Technical Program

Paper Detail

Paper ID	E-2-3.6
Paper Title	Effects of End-to-end ASR and Score Fusion Model Learning for Improved Query-by-example Spoken Term Detection
Authors	Takumi Kurokawa, Atsuhiko Kai, Hiroki Kondo, Shizuoka University, Japan
Session	E-2-3: Speech Recognition
Time	Wednesday, 09 December, 17:15 - 19:15
Presentation Time:	Wednesday, 09 December, 18:30 - 18:45 Check your Time Zone
	All times are in New Zealand Time (UTC +13)
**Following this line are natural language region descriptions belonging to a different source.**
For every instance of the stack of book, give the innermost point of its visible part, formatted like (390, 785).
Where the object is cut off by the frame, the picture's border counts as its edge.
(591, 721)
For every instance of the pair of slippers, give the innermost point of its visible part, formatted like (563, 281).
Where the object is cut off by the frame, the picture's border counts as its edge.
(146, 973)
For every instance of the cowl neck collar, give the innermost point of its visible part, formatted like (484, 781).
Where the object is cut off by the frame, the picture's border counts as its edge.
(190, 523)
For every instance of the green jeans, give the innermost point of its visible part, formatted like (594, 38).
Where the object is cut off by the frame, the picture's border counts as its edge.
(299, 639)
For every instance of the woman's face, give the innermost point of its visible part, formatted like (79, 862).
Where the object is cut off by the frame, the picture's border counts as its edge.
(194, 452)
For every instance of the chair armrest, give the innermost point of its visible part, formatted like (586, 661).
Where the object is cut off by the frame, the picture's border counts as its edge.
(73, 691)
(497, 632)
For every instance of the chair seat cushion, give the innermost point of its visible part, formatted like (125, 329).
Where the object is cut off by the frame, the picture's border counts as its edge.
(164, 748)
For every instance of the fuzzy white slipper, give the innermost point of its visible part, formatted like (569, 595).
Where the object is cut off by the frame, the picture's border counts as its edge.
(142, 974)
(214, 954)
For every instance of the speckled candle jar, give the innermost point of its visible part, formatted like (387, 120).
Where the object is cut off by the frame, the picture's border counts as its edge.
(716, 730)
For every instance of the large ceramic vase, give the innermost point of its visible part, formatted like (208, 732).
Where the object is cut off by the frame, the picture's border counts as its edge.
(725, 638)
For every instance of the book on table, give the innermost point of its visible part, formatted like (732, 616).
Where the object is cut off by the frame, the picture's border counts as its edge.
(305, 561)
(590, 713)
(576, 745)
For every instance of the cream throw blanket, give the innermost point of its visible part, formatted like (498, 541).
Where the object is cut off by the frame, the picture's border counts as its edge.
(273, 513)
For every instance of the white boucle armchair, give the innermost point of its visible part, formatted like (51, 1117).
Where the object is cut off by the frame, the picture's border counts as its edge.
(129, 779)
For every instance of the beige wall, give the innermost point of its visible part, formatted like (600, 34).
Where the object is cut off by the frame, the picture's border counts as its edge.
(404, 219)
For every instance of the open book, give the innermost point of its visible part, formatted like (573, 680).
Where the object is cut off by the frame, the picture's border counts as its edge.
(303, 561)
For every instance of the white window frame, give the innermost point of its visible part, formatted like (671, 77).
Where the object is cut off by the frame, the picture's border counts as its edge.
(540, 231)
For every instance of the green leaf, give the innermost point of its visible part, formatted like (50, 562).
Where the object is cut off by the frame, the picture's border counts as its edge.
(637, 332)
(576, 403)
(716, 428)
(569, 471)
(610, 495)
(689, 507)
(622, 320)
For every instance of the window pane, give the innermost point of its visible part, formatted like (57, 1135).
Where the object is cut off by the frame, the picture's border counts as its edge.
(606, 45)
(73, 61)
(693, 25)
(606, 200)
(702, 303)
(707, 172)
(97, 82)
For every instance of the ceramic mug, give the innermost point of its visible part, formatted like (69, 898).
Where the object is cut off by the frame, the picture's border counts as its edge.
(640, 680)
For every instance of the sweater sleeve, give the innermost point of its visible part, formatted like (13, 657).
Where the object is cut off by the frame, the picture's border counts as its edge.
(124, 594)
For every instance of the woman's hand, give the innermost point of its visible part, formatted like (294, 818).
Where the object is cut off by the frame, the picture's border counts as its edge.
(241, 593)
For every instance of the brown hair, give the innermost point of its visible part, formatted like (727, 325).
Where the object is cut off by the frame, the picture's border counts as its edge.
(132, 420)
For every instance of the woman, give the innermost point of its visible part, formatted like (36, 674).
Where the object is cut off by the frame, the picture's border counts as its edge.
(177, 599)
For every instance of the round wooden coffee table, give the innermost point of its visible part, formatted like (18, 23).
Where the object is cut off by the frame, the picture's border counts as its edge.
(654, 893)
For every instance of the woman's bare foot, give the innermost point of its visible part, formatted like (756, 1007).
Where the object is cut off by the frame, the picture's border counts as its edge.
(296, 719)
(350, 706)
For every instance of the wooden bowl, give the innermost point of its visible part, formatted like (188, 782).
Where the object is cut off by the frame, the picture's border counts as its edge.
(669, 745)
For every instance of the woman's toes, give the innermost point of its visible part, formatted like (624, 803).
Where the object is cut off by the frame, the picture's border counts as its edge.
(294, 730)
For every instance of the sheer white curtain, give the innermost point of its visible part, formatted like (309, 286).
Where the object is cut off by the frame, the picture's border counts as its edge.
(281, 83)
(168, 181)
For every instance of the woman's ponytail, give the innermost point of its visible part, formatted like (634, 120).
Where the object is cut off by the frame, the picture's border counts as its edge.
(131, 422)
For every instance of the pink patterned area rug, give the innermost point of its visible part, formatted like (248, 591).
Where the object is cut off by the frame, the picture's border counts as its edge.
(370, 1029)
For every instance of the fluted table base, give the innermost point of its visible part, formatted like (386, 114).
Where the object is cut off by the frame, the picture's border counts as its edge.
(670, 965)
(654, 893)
Topic	Speech, Language, and Audio (SLA):
Abstract	Query-by-example spoken term detection (STD) systems can make effective use of automatic speech recognition (ASR), especially in situations where the recognition accuracy is high. However, out-of-vocabulary (OOV) problem at the ASR stage has a significant impact on the performance of STD for speech retrieval and can often occur for query terms. Recent studies have shown that end-to-end (E2E) ASR systems can achieve competitive performance compared to conventional DNN-HMM-based ASR systems and reduce the impact of OOV problem by adopting output units of characters or subwords. This paper proposes to apply E2E ASR system in an STD method that considers acoustic similarity at sub-phone level, and to combine it with the DNN-HMM-based ASR and auxiliary information by a score fusion method. Experimental results on the NTCIR-12 SpokenQuery\&Doc-2 task showed that the STD method using the hybrid CTC/Transformer E2E ASR improved the search performance over the STD method using the DNN-HMM-based ASR. The best detection performance was obtained using a score fusion model, demonstrating that combining E2E ASR and auxiliary information with DNN-HMM-based ASR is effective for both known and OOV word queries.